Były sekretarz stanu USA Mike’a Pompeo mówił o planie Donalda Trumpa dla Ukrainy. Wymienił realne sankcje wobec Kremla, wzmocnienie NATO, lend-lease dla Ukrainy i zniesienie ograniczeń na użycie amerykańskiej broni w wojnie z Rosją.
Były sekretarz stanu USA opisał “plan Trumpa” na łamach dziennika “Wall Street Journal”. W czwartkowym artykule wyraził opinię, że gdyby Trump ponownie doszedł do władzy, to mógłby zaproponować realne działania w celu zakończenia wojny Rosji z Ukrainą. Jego zdaniem, “półśrodki” administracji Joe Bidena przedłużają konflikt.

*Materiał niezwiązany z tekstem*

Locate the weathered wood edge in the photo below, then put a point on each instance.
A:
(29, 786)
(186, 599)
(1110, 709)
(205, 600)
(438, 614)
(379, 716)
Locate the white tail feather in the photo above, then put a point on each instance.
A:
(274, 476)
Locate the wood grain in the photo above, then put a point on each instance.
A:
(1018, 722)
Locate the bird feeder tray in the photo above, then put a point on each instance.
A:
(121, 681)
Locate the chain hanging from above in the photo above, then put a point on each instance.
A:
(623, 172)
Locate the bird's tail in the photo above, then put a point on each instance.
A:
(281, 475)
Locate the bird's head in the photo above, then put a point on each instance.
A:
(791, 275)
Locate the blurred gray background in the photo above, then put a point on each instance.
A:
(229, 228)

“Eksperci twierdzą, że jeśli Trump zostanie wybrany ponownie, odetnie pomoc dla Ukrainy, odda jej terytoria [Rosji] i dogada się bezpośrednio z Władimirem Putinem, by wymusić na Ukrainie haniebny ‘pokój'” – powiedział, dodając, że “nie ma dowodów na to, że taka kapitulacja będzie elementem polityki Trumpa”.
Zwrócił uwagę, że to Trump zniósł w 2017 roku embargo na broń śmiercionośną dla Ukrainy. Rozpoczął też dostawy do tego kraju pocisków przeciwpancernych Javelin.

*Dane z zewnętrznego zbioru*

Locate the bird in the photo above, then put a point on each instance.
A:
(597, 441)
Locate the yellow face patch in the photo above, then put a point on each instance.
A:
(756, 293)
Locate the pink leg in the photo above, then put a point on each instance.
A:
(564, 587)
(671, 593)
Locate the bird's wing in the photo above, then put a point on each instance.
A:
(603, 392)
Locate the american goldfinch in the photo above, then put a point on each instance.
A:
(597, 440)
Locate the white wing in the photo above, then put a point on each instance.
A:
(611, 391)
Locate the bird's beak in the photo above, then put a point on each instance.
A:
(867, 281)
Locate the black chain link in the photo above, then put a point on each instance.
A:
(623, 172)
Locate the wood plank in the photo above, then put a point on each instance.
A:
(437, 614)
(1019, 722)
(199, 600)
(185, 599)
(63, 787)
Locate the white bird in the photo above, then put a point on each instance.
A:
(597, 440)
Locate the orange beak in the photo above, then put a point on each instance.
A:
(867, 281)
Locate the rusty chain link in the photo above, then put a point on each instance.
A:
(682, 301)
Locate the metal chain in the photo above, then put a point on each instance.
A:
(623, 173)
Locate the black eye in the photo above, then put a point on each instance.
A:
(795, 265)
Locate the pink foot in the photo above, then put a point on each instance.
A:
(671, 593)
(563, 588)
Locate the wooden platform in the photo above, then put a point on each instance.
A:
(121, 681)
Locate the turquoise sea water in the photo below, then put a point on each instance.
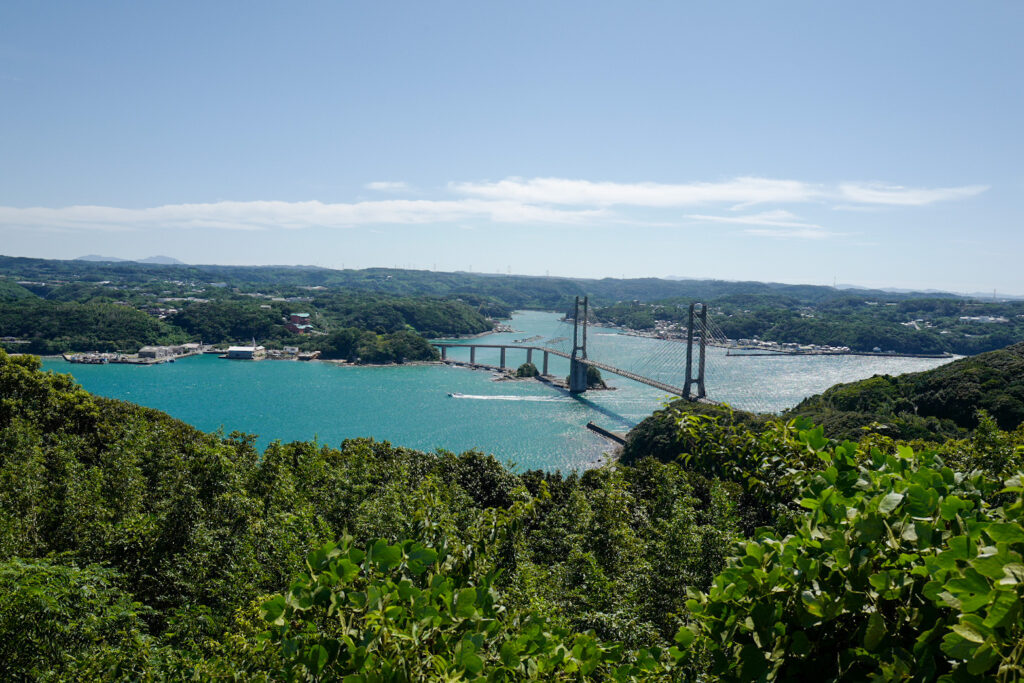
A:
(528, 423)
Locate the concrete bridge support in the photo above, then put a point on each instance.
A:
(578, 377)
(578, 371)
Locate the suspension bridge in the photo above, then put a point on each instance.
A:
(667, 367)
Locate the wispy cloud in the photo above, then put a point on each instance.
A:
(791, 233)
(517, 201)
(743, 191)
(388, 186)
(588, 193)
(875, 193)
(771, 223)
(777, 218)
(288, 215)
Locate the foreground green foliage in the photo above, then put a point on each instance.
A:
(900, 568)
(133, 547)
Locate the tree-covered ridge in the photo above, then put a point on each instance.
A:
(515, 291)
(12, 291)
(384, 300)
(55, 326)
(936, 402)
(82, 316)
(860, 321)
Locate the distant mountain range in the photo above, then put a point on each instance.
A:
(160, 260)
(943, 294)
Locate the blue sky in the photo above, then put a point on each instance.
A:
(876, 143)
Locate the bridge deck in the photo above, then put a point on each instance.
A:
(587, 361)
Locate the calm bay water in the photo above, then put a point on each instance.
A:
(527, 423)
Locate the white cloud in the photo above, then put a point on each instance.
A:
(875, 193)
(388, 186)
(791, 233)
(584, 193)
(289, 215)
(772, 224)
(776, 218)
(534, 201)
(744, 191)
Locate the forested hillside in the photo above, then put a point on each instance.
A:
(135, 547)
(935, 402)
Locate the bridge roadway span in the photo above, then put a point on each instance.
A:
(587, 361)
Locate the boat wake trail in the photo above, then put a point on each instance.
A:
(546, 399)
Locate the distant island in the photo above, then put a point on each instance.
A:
(49, 306)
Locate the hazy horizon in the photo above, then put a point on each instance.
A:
(870, 144)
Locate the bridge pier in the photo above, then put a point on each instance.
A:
(578, 371)
(578, 377)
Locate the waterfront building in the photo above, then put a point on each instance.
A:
(246, 352)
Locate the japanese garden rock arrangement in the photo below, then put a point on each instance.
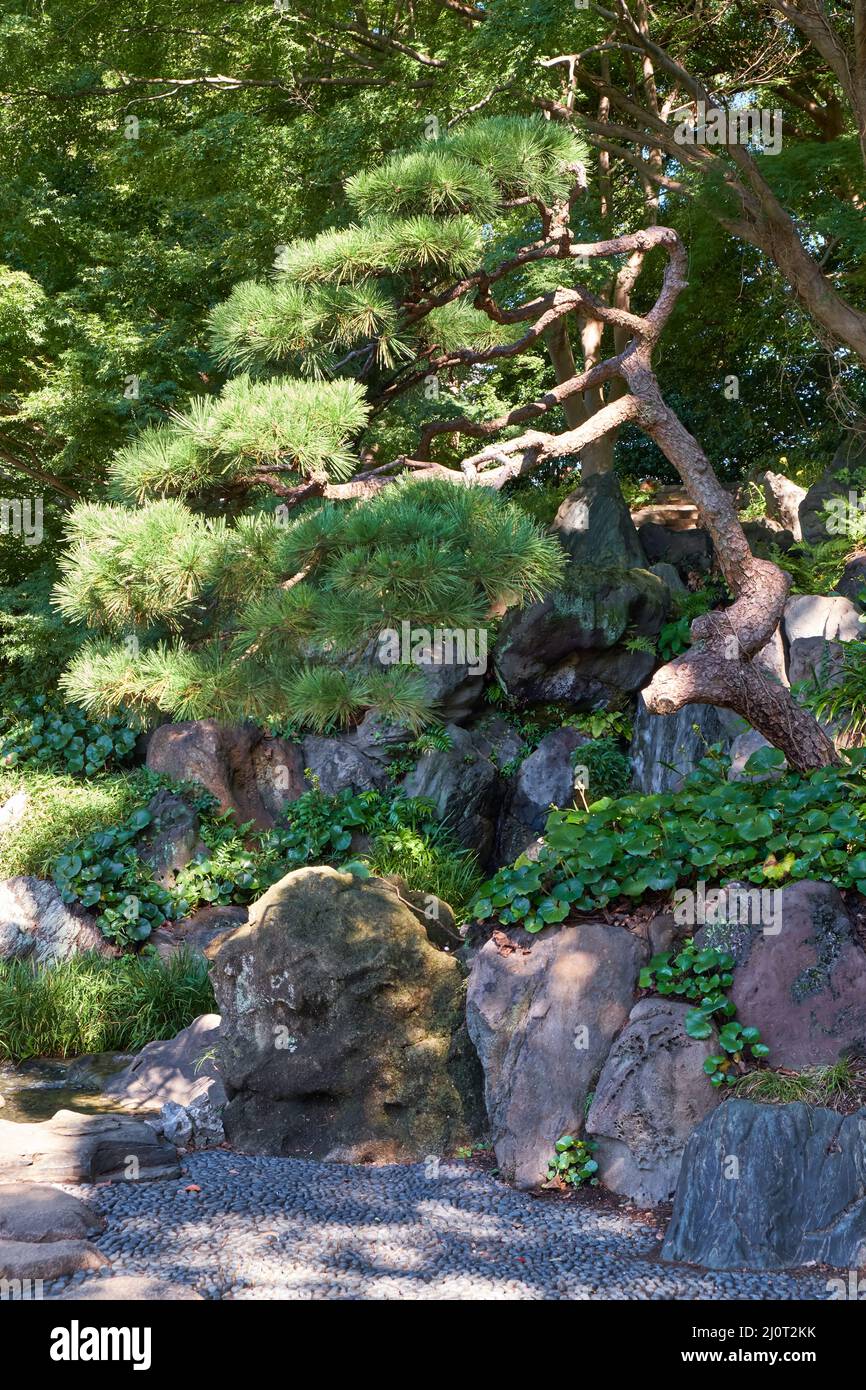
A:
(341, 1026)
(772, 1187)
(542, 1022)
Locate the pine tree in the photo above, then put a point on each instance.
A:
(211, 601)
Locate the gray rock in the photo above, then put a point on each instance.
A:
(816, 660)
(84, 1148)
(337, 763)
(128, 1289)
(177, 1069)
(784, 499)
(36, 1212)
(741, 749)
(772, 1187)
(36, 923)
(339, 1026)
(546, 777)
(49, 1260)
(665, 748)
(651, 1096)
(542, 1022)
(802, 980)
(463, 786)
(816, 615)
(595, 527)
(278, 770)
(174, 841)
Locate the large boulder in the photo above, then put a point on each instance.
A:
(784, 498)
(772, 1187)
(174, 840)
(545, 779)
(799, 976)
(217, 756)
(665, 748)
(341, 1030)
(84, 1148)
(651, 1096)
(178, 1069)
(36, 1212)
(595, 527)
(463, 786)
(542, 1012)
(816, 615)
(335, 763)
(36, 923)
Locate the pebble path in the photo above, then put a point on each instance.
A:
(282, 1228)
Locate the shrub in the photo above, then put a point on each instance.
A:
(802, 826)
(63, 809)
(89, 1004)
(42, 733)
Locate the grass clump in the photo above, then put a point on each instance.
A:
(838, 1086)
(95, 1004)
(63, 809)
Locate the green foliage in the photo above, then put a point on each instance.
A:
(214, 631)
(89, 1004)
(61, 809)
(765, 831)
(608, 770)
(815, 569)
(706, 976)
(838, 697)
(837, 1086)
(573, 1162)
(42, 733)
(104, 873)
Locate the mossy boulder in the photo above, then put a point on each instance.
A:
(342, 1026)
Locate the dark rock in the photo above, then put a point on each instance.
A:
(545, 779)
(665, 748)
(685, 551)
(852, 584)
(772, 1187)
(649, 1097)
(339, 1026)
(177, 1069)
(36, 1212)
(278, 769)
(542, 1016)
(595, 527)
(335, 763)
(84, 1148)
(50, 1260)
(463, 786)
(175, 841)
(802, 980)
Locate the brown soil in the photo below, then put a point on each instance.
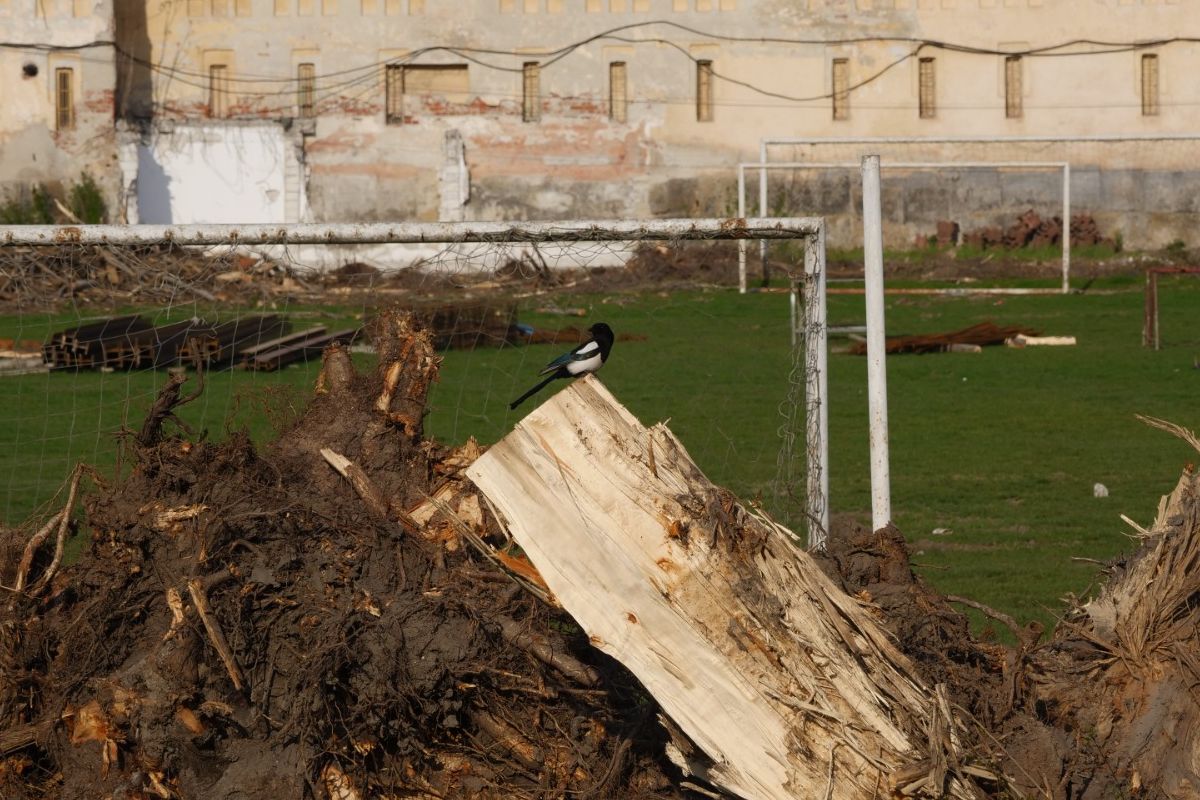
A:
(250, 624)
(360, 647)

Jako argument wskazał, że wsparcie militarne dla Ukrainy pomogłoby ożywić amerykański przemysł zbrojeniowy.
Pompeo zarzucił administracji Bidena słabość i brak zdecydowania, które – jego zdaniem – przedłużają wojnę oraz zwiększają straty i cierpienia Ukrainy. Wyraził opinię, że słabość Joe Bidena przyczyniła się do rosyjskiej inwazji na Ukrainę, a Trump mógłby doprowadzić do pokoju poprzez zademonstrowanie siły.
Jako elementy “planu Trumpa” były sekretarz stanu USA wymienił: “uwolnienie potencjału energetycznego USA” w celu poprawienia wskaźników gospodarczych, obniżenia cen surowców i zmniejszenie “budżetu Putina na zbrodnie wojenne”.
Mówił też o “odbudowaniu więzi z Arabią Saudyjską i Izraelem, a także wspólne działania przeciwko Iranowi”. Jak dodał, miałoby to ustabilizować Bliski Wschód i wypychać Rosję z globalnych rynków energii.
Jego zdaniem, potrzebne są “realne sankcje wobec Rosji”, a te wprowadzone przez administrację Bidena “wyglądają jedynie dobrze na papierze”.
Pompeo mówił także o “wzmocnieniu amerykańskiego przemysłu obronnego”. Podkreślił, że NATO powinno zostać “ożywione”, a europejscy członkowie Sojuszu powinni więcej inwestować w Sojusz – 3 proc. PKB.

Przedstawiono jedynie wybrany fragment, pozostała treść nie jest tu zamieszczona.